Er fuhr herum, als Ozzard lautlos durch die andere Tür in die Kajüte kam. Oben und vor der Schottwand hörte er Leroux' MarineInfanteristen in ihren Stiefeln trampeln, und dann die leichtfüßigen Matrosen, die sich an Deck versammelten, um dem Strafvollzug beizuwohnen.

«Kann ich irgend etwas tun, Sir?«fragte Ozzard leise.

Bolitho sah zum Skylight auf und hörte die dumpfen Hammerschläge, mit denen die Gräting aufgeriggt wurde, an der dieser Mann festgebunden und ausgepeitscht werden sollte.

«Ja! Machen Sie das verdammte Skylight zu!«Er runzelte die Stirn.»Pardon, ich wollte Sie nicht anschreien.»

Er schritt zur anderen Seite. Hole der Satan Gilchrist und seine Strafen! Was wollte er damit beweisen, und wem?

Vorsichtig sagte Ozzard:»Ihr Schreiber ist draußen, Sir.«»Soll 'reinkommen!»

Moffitt trat in die Kajüte und blinzelte in das gespiegelte Sonnenlicht.»Ich habe den ersten Teil fertig, Sir, und dachte…»

«Warten Sie. «Bolitho sprach lauter, um das Klatschen der Peitsche auf eines Mannes nacktem Rücken zu übertönen.»Ich diktiere Ihnen einen Brief.»

An Deck ein kurzer Trommelwirbel, dann wieder der flache, klatschende Schlag der neunschwänzigen Katze auf nackter Haut.

«Wollen Sie anfangen, Sir?»

Ebenso wie Ozzard, der seelenruhig vor sich hin summend nebenan in der Schlafkajüte wirtschaftete, war Moffitt von dem langwierigen Ritual des Strafvollzuges völlig unbeeindruckt. Während er…

«An Captain Charles Farquhar von Seiner Britannischen Majestät Schiff Osiris.»

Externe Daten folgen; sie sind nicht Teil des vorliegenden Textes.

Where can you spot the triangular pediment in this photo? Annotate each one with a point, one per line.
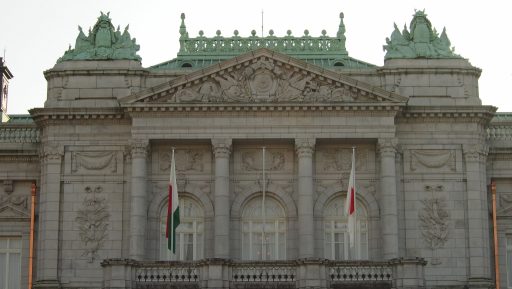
(264, 76)
(11, 212)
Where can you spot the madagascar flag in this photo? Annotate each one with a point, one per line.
(173, 209)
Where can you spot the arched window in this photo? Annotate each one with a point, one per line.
(190, 232)
(263, 235)
(336, 244)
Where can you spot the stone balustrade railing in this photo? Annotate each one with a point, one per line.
(360, 271)
(19, 134)
(236, 44)
(225, 273)
(162, 272)
(284, 271)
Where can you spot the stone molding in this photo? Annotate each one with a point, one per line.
(305, 147)
(387, 147)
(475, 152)
(52, 152)
(221, 148)
(139, 148)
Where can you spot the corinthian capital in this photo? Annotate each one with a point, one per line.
(304, 147)
(475, 152)
(52, 152)
(387, 147)
(221, 148)
(139, 148)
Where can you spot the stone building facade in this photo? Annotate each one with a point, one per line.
(99, 154)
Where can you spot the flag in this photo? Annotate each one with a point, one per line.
(173, 209)
(350, 202)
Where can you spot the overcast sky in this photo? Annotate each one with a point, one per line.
(35, 33)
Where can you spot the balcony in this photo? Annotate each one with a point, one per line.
(303, 273)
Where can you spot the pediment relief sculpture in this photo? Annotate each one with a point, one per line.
(264, 78)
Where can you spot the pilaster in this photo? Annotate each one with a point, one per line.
(49, 217)
(221, 150)
(305, 149)
(475, 157)
(389, 197)
(138, 211)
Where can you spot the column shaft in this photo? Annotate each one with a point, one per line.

Bolitho legte die Stirn an die sonnenwarme Fensterscheibe und blickte auf das schäumende Wasser unterm Heck. Wie einladend das war. Kühl. Reinigend. Hinter sich hörte er Moffitts Federkiel über das Papier kratzen. Er stockte durchaus nicht beim Wirbel der Trommel, beim Schlag der Peitsche. Farquhar würde gute Gründe dafür haben, daß er seine Position verlassen hatte, ganz bestimmt.

«Sir?»

Bolitho preßte die Fäuste gegen die Oberschenkel, bis der Schmerz stärker war als seine Nervosität.

«Bei Empfang dieser Order werden Sie auf das Flaggschiff Lysander versetzt…«Er zögerte wieder und kämpfte mit sich selbst… »um dort die mit Ihrer Ernennung zum Flaggkapitän verbundenen Pflichten zu übernehmen.»